Without a word or backward glance, they scurried off.
Those boys never returned. Not a trace of graffiti ever appeared on her wall or the gate or the light pole or the dumpster. The neighbors’ properties remained clean.
Those events cemented Keagan’s role at the Casa. Liv hadn’t asked for it, but she didn’t mind. He wasn’t obnoxious about it, and honestly, who wouldn’t want an angel nearby? Or, as Inez called him, a knight? A little Clint Eastwood never hurt either.
On second thought, maybe she had asked for it. She’d complained enough about the Syd-shaped hole in her life, that male presence that complemented her role as a single female apartment manager. Voilà. Sean Keagan showed up on her doorstep one spring day.
Angel or not, he had earned the right to speak things she did not want to hear.
The stars flickered, above and below. Waves kissed the beach. Quiet beauty danced around her and eventually, slowly, it seeped inside.
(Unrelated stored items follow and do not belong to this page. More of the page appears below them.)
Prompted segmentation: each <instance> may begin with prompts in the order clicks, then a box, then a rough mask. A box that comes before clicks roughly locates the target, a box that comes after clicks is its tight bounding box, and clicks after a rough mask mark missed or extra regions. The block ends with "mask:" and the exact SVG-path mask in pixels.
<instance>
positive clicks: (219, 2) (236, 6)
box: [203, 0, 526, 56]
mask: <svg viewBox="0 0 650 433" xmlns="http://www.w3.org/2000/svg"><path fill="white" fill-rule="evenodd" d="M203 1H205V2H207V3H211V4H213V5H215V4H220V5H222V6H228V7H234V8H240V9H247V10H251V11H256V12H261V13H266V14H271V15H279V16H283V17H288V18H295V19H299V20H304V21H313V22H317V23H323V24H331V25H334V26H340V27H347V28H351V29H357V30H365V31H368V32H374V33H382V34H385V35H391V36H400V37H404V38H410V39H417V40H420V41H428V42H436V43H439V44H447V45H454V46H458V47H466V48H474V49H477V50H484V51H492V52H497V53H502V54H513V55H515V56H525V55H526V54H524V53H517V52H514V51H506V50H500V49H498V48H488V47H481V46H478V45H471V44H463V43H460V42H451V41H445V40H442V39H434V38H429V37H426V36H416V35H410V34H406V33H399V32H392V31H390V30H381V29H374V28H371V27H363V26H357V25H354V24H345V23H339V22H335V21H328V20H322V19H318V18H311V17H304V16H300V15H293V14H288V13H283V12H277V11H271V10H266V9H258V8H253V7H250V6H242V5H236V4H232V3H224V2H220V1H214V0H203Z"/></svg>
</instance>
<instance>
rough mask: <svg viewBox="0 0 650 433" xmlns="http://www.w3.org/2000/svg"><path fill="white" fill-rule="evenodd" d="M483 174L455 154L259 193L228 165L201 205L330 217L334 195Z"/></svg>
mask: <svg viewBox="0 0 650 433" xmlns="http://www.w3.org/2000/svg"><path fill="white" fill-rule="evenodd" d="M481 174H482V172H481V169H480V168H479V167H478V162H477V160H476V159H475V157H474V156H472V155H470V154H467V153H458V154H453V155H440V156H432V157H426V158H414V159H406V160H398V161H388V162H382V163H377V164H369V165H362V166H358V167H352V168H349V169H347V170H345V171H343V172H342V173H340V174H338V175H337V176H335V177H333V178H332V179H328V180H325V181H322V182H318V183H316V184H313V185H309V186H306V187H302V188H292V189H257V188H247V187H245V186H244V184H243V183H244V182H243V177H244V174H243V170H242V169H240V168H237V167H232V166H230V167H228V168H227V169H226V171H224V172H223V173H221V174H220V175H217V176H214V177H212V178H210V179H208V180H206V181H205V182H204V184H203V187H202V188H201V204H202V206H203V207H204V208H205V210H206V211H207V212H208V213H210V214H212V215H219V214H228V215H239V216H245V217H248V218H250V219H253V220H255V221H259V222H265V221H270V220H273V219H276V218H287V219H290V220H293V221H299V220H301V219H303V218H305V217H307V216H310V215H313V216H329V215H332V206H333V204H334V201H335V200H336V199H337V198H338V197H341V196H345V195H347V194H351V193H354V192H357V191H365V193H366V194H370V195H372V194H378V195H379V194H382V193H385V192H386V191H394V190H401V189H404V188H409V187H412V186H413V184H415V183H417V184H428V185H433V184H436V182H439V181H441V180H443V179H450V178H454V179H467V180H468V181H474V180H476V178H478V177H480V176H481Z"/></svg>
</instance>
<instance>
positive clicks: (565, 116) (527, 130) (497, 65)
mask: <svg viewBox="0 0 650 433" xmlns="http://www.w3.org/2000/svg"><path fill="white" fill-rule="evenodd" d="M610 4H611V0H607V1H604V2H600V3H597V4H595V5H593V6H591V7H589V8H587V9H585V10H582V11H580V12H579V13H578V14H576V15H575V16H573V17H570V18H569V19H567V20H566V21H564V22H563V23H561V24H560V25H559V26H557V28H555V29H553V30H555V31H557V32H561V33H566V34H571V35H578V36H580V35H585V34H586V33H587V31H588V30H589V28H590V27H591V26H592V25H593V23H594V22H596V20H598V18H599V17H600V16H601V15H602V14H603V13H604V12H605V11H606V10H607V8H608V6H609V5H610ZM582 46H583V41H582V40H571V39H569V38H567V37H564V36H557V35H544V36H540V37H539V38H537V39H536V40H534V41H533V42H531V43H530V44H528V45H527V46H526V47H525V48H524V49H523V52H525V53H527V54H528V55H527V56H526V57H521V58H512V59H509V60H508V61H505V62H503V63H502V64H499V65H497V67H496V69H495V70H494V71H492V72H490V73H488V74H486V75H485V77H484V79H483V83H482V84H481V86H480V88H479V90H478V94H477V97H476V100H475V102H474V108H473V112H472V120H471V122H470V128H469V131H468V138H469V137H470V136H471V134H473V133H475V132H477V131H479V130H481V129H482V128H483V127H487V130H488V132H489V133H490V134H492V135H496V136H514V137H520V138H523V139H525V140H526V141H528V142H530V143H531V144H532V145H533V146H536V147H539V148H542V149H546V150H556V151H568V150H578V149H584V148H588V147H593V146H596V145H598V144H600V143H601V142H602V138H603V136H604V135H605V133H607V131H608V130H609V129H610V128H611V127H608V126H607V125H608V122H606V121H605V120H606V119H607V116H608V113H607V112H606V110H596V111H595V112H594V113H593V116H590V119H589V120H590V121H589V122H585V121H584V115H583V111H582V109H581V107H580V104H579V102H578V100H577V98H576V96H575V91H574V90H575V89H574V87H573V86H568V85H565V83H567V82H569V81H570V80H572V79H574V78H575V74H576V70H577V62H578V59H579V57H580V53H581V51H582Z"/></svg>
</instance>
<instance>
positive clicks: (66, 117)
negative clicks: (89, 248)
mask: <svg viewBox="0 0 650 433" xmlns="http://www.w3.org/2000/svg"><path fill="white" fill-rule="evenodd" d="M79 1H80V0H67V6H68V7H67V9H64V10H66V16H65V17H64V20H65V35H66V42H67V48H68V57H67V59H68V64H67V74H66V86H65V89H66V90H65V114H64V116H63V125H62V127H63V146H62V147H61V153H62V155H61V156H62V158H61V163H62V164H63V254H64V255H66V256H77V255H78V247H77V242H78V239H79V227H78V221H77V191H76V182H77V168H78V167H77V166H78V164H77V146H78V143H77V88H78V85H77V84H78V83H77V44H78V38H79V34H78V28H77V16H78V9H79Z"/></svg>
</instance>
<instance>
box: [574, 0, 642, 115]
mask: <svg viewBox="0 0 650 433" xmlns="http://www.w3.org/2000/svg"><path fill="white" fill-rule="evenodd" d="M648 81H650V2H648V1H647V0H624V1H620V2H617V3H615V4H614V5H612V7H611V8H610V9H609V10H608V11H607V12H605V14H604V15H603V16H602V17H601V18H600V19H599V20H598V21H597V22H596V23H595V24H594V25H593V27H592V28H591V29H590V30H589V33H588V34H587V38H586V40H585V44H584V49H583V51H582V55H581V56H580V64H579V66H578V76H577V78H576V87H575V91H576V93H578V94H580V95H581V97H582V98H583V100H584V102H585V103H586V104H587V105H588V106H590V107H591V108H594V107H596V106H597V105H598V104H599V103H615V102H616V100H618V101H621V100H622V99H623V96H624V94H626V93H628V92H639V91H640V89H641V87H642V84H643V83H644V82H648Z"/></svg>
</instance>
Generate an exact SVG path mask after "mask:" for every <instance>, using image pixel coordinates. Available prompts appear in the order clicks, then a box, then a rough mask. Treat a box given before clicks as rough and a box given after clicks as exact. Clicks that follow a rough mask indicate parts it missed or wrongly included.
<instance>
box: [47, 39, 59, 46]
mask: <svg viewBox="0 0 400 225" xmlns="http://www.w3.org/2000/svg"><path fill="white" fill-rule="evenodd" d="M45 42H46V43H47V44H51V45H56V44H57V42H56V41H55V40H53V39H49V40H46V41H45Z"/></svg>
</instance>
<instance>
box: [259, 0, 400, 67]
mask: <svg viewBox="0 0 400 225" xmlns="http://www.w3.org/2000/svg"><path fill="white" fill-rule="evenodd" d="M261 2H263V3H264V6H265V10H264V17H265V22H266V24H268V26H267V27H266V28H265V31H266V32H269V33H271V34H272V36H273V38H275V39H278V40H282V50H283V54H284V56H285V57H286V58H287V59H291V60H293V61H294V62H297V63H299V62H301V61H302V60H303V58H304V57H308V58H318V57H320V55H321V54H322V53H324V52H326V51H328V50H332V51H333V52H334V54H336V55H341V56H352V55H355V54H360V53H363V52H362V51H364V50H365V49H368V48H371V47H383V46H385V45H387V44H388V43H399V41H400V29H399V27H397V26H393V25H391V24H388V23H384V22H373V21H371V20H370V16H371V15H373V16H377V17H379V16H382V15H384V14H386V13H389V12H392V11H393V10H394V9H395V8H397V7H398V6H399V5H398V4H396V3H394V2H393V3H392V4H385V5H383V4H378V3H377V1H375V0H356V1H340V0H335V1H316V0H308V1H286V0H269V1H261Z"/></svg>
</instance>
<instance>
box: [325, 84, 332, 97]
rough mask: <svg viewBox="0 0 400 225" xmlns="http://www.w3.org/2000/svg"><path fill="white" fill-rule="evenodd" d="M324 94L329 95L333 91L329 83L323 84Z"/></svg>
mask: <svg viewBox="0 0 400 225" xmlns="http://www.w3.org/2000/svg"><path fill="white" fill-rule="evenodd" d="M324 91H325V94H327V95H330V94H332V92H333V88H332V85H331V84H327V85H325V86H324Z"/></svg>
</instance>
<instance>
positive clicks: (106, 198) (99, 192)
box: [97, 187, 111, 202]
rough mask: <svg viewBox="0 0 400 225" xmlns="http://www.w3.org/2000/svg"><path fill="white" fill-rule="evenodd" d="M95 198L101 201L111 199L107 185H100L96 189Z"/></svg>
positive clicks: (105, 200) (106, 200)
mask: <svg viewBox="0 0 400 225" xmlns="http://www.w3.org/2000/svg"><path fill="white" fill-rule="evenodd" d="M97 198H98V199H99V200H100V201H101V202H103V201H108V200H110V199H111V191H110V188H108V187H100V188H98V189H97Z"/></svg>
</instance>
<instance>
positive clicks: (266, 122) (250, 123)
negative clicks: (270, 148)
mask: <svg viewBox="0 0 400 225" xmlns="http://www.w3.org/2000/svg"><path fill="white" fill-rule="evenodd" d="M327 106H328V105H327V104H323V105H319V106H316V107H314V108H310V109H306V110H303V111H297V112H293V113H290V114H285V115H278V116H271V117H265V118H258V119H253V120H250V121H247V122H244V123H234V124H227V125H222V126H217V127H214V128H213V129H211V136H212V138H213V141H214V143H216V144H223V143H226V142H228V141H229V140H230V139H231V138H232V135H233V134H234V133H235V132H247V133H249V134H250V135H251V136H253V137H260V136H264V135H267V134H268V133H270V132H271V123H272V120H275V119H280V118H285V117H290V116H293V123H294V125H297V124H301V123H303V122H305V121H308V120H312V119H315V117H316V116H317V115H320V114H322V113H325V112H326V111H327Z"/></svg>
She let go of his arm. She’d show him who had one foot in the grave. “Okay. Do you want to hear my side of the story?”
“Only if it might help.”
“I’m scared, Sean.” She seldom called him by his first name. He tolerated it from her, although she had the impression it carried sad memories for him. Still, at times like now, she desperately needed a son-type intimate more than an angel or a knight.
They walked several steps in silence.
Finally he said, “Of course you’re scared. You experienced a lot of pain and a brush with death.”
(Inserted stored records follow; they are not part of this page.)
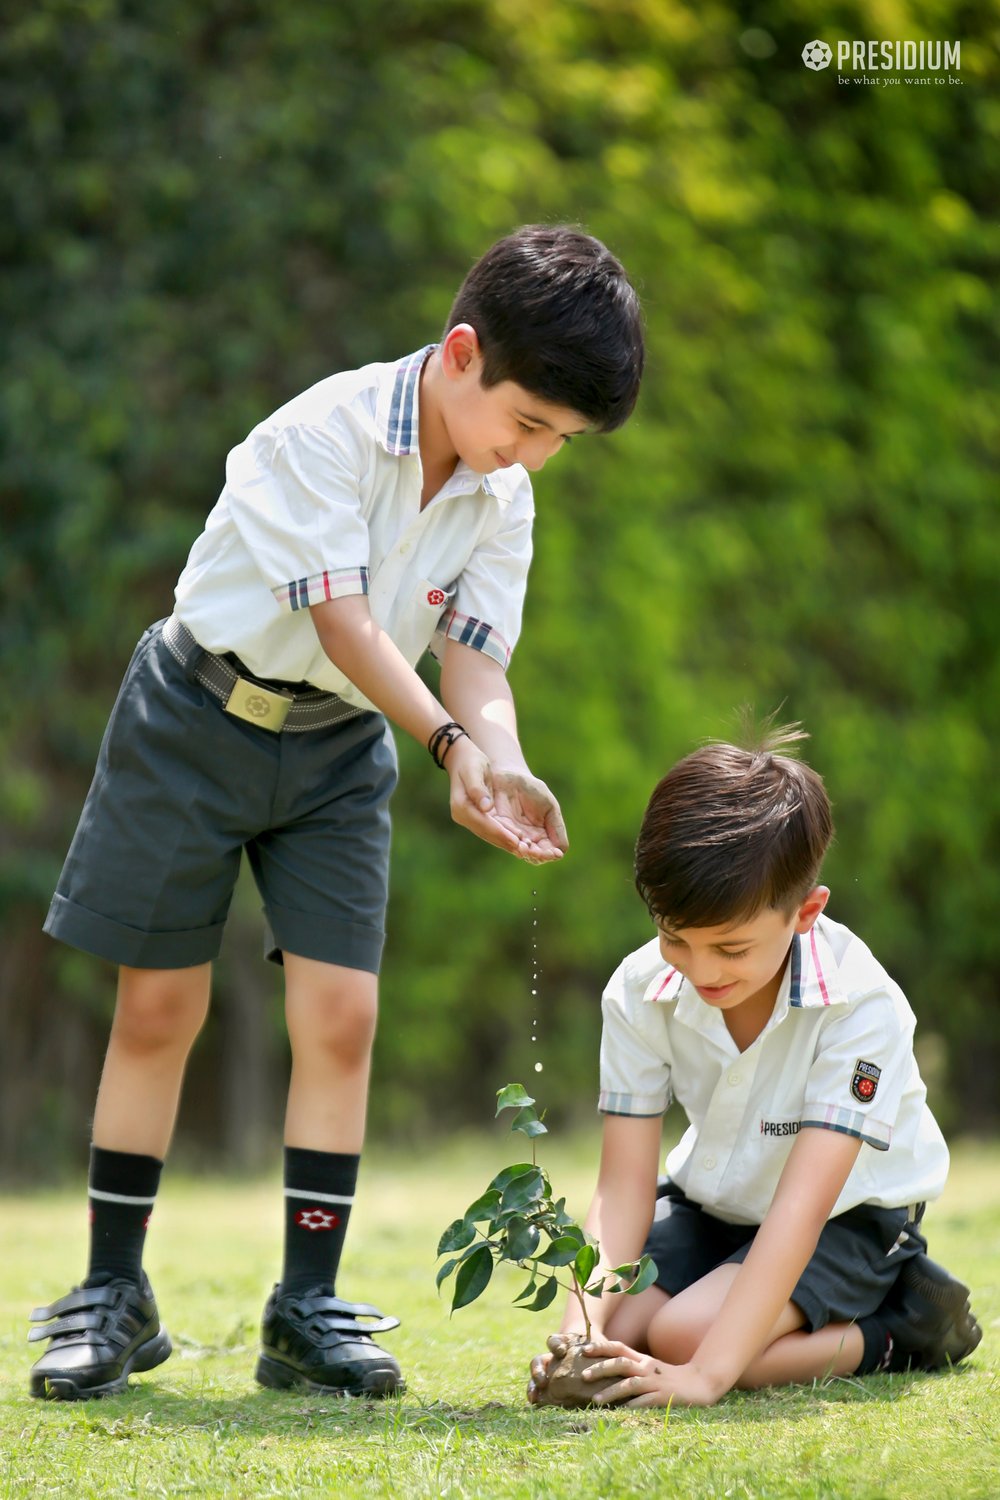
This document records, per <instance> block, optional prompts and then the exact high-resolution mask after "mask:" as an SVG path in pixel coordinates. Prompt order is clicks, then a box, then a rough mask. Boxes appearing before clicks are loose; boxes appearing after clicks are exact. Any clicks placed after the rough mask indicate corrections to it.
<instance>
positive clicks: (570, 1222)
mask: <svg viewBox="0 0 1000 1500" xmlns="http://www.w3.org/2000/svg"><path fill="white" fill-rule="evenodd" d="M534 1106H535V1101H534V1098H531V1095H529V1094H526V1091H525V1089H523V1088H522V1085H520V1083H508V1085H507V1088H504V1089H498V1091H496V1116H499V1115H502V1113H504V1110H514V1112H516V1113H514V1118H513V1121H511V1125H510V1128H511V1133H514V1134H522V1136H526V1137H528V1139H529V1140H531V1161H519V1163H516V1164H514V1166H511V1167H504V1170H502V1172H498V1173H496V1176H495V1178H493V1181H492V1182H490V1185H489V1187H487V1188H486V1191H484V1193H481V1194H480V1197H478V1199H475V1202H474V1203H471V1205H469V1208H468V1209H466V1211H465V1214H463V1215H462V1218H457V1220H454V1223H453V1224H450V1226H448V1229H447V1230H445V1232H444V1235H442V1236H441V1241H439V1244H438V1256H439V1257H441V1256H447V1257H448V1259H447V1260H445V1263H444V1265H442V1266H441V1268H439V1271H438V1278H436V1283H438V1287H441V1286H442V1284H444V1283H445V1281H447V1280H448V1277H451V1275H454V1292H453V1296H451V1311H453V1313H454V1311H456V1310H457V1308H463V1307H468V1305H469V1302H475V1299H477V1298H478V1296H480V1295H481V1293H483V1292H486V1287H487V1286H489V1283H490V1278H492V1275H493V1268H495V1266H498V1265H501V1263H504V1262H507V1263H510V1265H514V1266H519V1268H520V1269H522V1271H528V1283H526V1286H525V1287H523V1289H522V1290H520V1292H519V1293H517V1296H516V1298H514V1299H513V1301H514V1305H519V1307H522V1308H525V1311H528V1313H541V1311H543V1310H544V1308H547V1307H549V1305H550V1304H552V1302H553V1301H555V1298H556V1293H558V1290H559V1287H564V1289H565V1290H567V1292H570V1293H571V1295H573V1296H574V1298H576V1301H577V1304H579V1307H580V1313H582V1316H583V1328H585V1334H583V1335H553V1340H552V1341H550V1347H553V1344H555V1343H556V1341H558V1350H559V1352H561V1350H564V1349H565V1353H562V1358H556V1361H555V1362H553V1365H552V1368H550V1371H549V1383H547V1386H546V1388H544V1391H543V1392H540V1401H541V1403H544V1404H549V1406H585V1404H586V1403H588V1401H589V1400H591V1398H592V1397H594V1395H595V1394H597V1392H598V1391H600V1389H603V1388H604V1386H606V1385H613V1383H615V1382H613V1380H607V1382H586V1383H583V1382H582V1380H580V1376H582V1371H583V1368H586V1365H588V1364H591V1361H589V1359H588V1358H586V1356H583V1355H582V1347H583V1346H585V1344H586V1343H589V1338H591V1319H589V1313H588V1305H586V1298H600V1296H601V1295H603V1293H604V1292H609V1293H624V1295H627V1296H636V1293H639V1292H643V1290H645V1289H646V1287H648V1286H651V1284H652V1283H654V1281H655V1277H657V1268H655V1266H654V1263H652V1260H651V1259H649V1256H643V1257H642V1260H640V1262H639V1263H637V1265H628V1266H613V1268H610V1269H603V1271H600V1272H597V1268H598V1265H600V1245H598V1244H597V1241H595V1239H594V1236H592V1235H588V1233H586V1232H585V1230H583V1229H582V1227H580V1226H579V1224H577V1223H576V1221H574V1220H573V1217H571V1215H570V1214H567V1211H565V1199H558V1200H556V1199H553V1194H552V1184H550V1182H549V1176H547V1173H546V1172H544V1170H543V1169H541V1167H540V1166H538V1163H537V1158H535V1140H537V1139H538V1136H546V1134H547V1127H546V1125H544V1124H543V1121H541V1118H540V1116H538V1115H537V1113H535V1107H534ZM561 1271H564V1272H565V1275H567V1278H568V1280H562V1278H561V1277H559V1272H561ZM558 1350H556V1349H553V1353H558ZM562 1367H565V1370H564V1368H562Z"/></svg>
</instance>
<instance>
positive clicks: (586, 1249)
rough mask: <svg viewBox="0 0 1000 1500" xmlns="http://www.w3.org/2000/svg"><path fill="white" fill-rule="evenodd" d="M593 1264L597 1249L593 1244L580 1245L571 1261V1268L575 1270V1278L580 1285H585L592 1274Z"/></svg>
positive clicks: (593, 1274) (583, 1286)
mask: <svg viewBox="0 0 1000 1500" xmlns="http://www.w3.org/2000/svg"><path fill="white" fill-rule="evenodd" d="M595 1265H597V1250H595V1248H594V1245H580V1248H579V1250H577V1253H576V1257H574V1262H573V1269H574V1271H576V1278H577V1281H579V1283H580V1286H582V1287H585V1286H586V1284H588V1281H589V1280H591V1277H592V1275H594V1266H595Z"/></svg>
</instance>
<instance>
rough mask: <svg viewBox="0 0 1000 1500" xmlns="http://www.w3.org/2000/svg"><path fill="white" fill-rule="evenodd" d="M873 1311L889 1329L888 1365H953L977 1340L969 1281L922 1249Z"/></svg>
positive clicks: (965, 1358)
mask: <svg viewBox="0 0 1000 1500" xmlns="http://www.w3.org/2000/svg"><path fill="white" fill-rule="evenodd" d="M876 1317H882V1319H885V1323H886V1326H888V1329H889V1334H891V1335H892V1343H894V1350H892V1362H891V1368H894V1370H903V1368H906V1367H907V1365H909V1368H910V1370H943V1368H945V1367H948V1365H957V1364H958V1361H960V1359H966V1356H967V1355H972V1352H973V1349H976V1346H978V1344H979V1341H981V1340H982V1329H981V1328H979V1323H976V1317H975V1314H973V1311H972V1308H970V1305H969V1287H967V1286H964V1284H963V1283H961V1281H957V1280H955V1277H952V1275H951V1274H949V1272H948V1271H945V1268H943V1266H939V1265H937V1263H936V1262H933V1260H930V1259H928V1257H927V1256H924V1254H919V1256H913V1257H912V1259H910V1260H907V1262H906V1265H904V1266H903V1271H901V1272H900V1278H898V1281H897V1284H895V1286H894V1289H892V1292H891V1293H889V1296H888V1298H886V1301H885V1302H883V1305H882V1308H880V1310H879V1313H877V1314H876Z"/></svg>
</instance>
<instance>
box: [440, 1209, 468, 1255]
mask: <svg viewBox="0 0 1000 1500" xmlns="http://www.w3.org/2000/svg"><path fill="white" fill-rule="evenodd" d="M474 1239H475V1229H474V1227H472V1224H469V1221H468V1220H465V1218H460V1220H454V1223H453V1224H448V1227H447V1230H445V1232H444V1235H442V1236H441V1239H439V1241H438V1254H439V1256H448V1254H451V1251H453V1250H465V1247H466V1245H471V1244H472V1241H474Z"/></svg>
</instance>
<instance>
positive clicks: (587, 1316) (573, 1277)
mask: <svg viewBox="0 0 1000 1500" xmlns="http://www.w3.org/2000/svg"><path fill="white" fill-rule="evenodd" d="M570 1275H571V1277H573V1296H574V1298H576V1299H577V1302H579V1304H580V1313H582V1314H583V1334H585V1338H586V1341H588V1344H589V1343H591V1319H589V1316H588V1311H586V1299H585V1295H583V1287H582V1286H580V1278H579V1277H577V1274H576V1271H574V1268H573V1266H570Z"/></svg>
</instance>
Silence built between them.
“Is there more?”
“No.” She fidgeted. “Yes. What it’s really about is losing control. About depending on others for the simple basics of preparing food and cleaning my home and walking across the courtyard and pulling my weeds. It’s about feeling like God is so far away. So very, very far away.”
He touched her elbow, steered her around, and they headed back toward the parking lot.
“Well,” he said, “what can I say? Life is difficult.”
“Yeah, and it stinks too.”
He laughed. “At times.”
Liv did not. “That’s all you have for me?”
“Yes, Mama Liv, that’s all either one of us has. Life is difficult and at times it stinks.”